That's it — just a clever crowd of guesses refining themselves with every new clue! 🧠🎲

Parameter Estimation Methods
============================

When you're not sure how much noise is in your system (Q and R), these methods help your filter figure it out.

Let’s break down each method simply:

Notation:
- :math:`Q`: Process noise covariance (uncertainty in the system’s evolution).
- :math:`R`: Observation noise covariance (uncertainty in what we observe).
- :math:`y_t`: Observation at time t.
- :math:`\hat{y}_t`: Predicted observation at time t from filter.
- :math:`r_t = y_t - \hat{y}_t`: The *residual* or *innovation*.

1. Residual Analysis 📊

This method says: "Let’s look at the errors and calculate how wild they are."

We assume the residuals are due to noise.

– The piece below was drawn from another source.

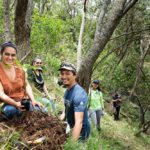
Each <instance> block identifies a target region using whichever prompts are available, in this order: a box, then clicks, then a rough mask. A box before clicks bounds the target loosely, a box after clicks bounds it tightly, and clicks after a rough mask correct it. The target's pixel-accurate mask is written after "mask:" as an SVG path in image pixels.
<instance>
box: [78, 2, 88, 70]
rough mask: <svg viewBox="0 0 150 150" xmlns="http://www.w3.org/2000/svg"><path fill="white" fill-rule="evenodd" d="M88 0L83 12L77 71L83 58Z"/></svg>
mask: <svg viewBox="0 0 150 150" xmlns="http://www.w3.org/2000/svg"><path fill="white" fill-rule="evenodd" d="M86 2H87V1H86V0H85V1H84V10H83V12H82V22H81V27H80V34H79V39H78V47H77V71H78V70H79V68H80V65H81V60H82V38H83V33H84V28H85V20H86Z"/></svg>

So we use their **variance** and **covariance** to estimate Q and R:

.. math::

    R \approx \mathrm{Var}(r_t) = \frac{1}{T} \sum_{t=1}^{T} r_t r_t^\top

    Q \approx \mathrm{Cov}(r_t) = \frac{1}{T} \sum_{t=1}^{T} (r_t - \bar{r})(r_t - \bar{r})^\top

Where :math:`\bar{r}` is the mean of the residuals.

2. Maximum Likelihood Estimation (MLE) 🔍

MLE says: “Let’s find the Q and R that *most likely* made our observations happen.”

We do it iteratively:
- Run the filter
- Get residuals
- Update Q and R to maximize the likelihood

Simplified:

.. math::

    Q^{(i+1)} = \mathrm{Var}(r_t^{(i)})

    R^{(i+1)} = \mathrm{Var}(r_t^{(i)})

Where :math:`i` is the iteration index. We stop after a few rounds or when it converges.

3. Cross-Validation (CV) 🔁

Let’s split the data into parts (folds), train the filter on some, and validate on the rest.

For each fold:

.. math::

    \text{Train on } X_{\text{train}}, \quad \text{Validate on } X_{\text{val}}

    Q_{\text{fold}} = \mathrm{Cov}(r_t^{\text{train}}), \quad
    R_{\text{fold}} = \mathrm{Var}(r_t^{\text{train}})

Then we compute the **validation score**:

.. math::

    \text{Score}_{\text{fold}} = \frac{1}{N} \sum_{t \in \text{val}} \left\| y_t - \hat{y}_t \right\|^2

We pick the Q and R from the fold with the **lowest score**.

4. Adaptive Filtering (Online Updating) 🔄


This method says: “Let’s keep updating Q and R as we go using a small learning rate.”

Every new innovation :math:`r_t` gives us new evidence to tweak Q and R:

.. math::

    Q_t = (1 - \alpha) Q_{t-1} + \alpha (r_t r_t^\top)

    R_t = (1 - \alpha) R_{t-1} + \alpha \cdot \mathrm{diag}(r_t r_t^\top)

Where:
- :math:`\alpha` is the learning rate (e.g. 0.01)
- :math:`r_t` is the innovation (residual)

The filter gets smarter over time, adjusting itself like a thermostat reacting to room temperature. 🌡️


These techniques are all about helping the filter "learn" how noisy the world is — so it can be confident when it needs to be, and skeptical when things look fishy. 🐠